This paper proposes a controller design for the electric pump of a deep-throttling rocket engine. The nonlinearity of the system is taken into consideration by analyzing the gap metric. Then, proportional-integral-derivative controller and gain-scheduling linear quadratic regulator are designed. Analyzing the amplitude- and phase-frequency characteristics as well as the pole-zero distribution of the system, the results show that the designed controllers can stabilize the linearized equations in incremental form at different operating points. This indicates that these two controllers are available for the original system in the whole range of working conditions and this is verified in the simulation. Meanwhile, the comparison between proportional-integral-derivative controller and gain-scheduling linear quadratic regulator is presented. It demonstrates that the proportional-integral-derivative controller is better at tracking both step and ramp signals but with worse control signals. It means that the proportional-integral-derivative controller seems less suitable for real use due to severe oscillations. Meanwhile, the parameter tuning of a proportional-integral-derivative controller depends on more extensive manual tuning. Therefore, the gain-scheduling linear quadratic regulator is preferred.

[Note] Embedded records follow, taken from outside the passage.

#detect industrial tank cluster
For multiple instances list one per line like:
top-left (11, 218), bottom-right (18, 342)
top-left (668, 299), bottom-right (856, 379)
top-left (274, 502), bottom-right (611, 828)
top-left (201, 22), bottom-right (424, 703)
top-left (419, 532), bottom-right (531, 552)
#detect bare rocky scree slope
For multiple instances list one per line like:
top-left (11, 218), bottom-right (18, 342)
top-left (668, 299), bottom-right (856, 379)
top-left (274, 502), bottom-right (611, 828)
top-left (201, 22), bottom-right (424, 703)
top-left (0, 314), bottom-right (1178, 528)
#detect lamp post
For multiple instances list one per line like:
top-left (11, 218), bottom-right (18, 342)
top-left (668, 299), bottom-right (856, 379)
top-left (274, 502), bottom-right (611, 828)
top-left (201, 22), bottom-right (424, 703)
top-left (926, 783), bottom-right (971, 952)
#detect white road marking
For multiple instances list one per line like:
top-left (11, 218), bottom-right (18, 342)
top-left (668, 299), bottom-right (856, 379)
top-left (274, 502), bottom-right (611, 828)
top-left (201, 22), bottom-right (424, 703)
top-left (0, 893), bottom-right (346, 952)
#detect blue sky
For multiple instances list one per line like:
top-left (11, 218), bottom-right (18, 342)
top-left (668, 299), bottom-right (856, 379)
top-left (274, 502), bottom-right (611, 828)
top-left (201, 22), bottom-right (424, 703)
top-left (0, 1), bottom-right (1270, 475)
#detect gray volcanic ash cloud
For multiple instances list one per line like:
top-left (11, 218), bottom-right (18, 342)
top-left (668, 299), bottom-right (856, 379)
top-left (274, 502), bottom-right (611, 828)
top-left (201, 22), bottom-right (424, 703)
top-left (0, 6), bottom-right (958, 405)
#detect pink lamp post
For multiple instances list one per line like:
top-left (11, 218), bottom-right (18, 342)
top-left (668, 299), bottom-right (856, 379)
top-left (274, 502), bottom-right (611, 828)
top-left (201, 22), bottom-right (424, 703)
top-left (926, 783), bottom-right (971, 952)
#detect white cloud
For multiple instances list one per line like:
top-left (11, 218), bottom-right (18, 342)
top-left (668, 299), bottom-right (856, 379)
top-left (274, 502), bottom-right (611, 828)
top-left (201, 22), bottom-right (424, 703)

本文提出了一种用于节流火箭发动机电动泵的控制器设计。通过分析间隙度量来考虑系统的非线性。然后，设计了比例积分微分控制器和增益调度线性二次调节器。分析系统的幅度和相位频率特性以及零极点分布，结果表明，所设计的控制器可以使线性化方程在不同工作点处以增量形式稳定。这表明这两个控制器在整个工作条件范围内均可用于原始系统，并且已在仿真中进行了验证。同时，提出了比例积分微分控制器与增益调度线性二次调节器的比较。它表明比例积分微分控制器在跟踪阶跃信号和斜坡信号方面都比较好，但控制信号却较差。这意味着由于严重的振荡，比例积分微分控制器似乎不太适合实际使用。同时，比例积分微分控制器的参数调整取决于更广泛的手动调整。因此，增益调度线性二次调节器是优选的。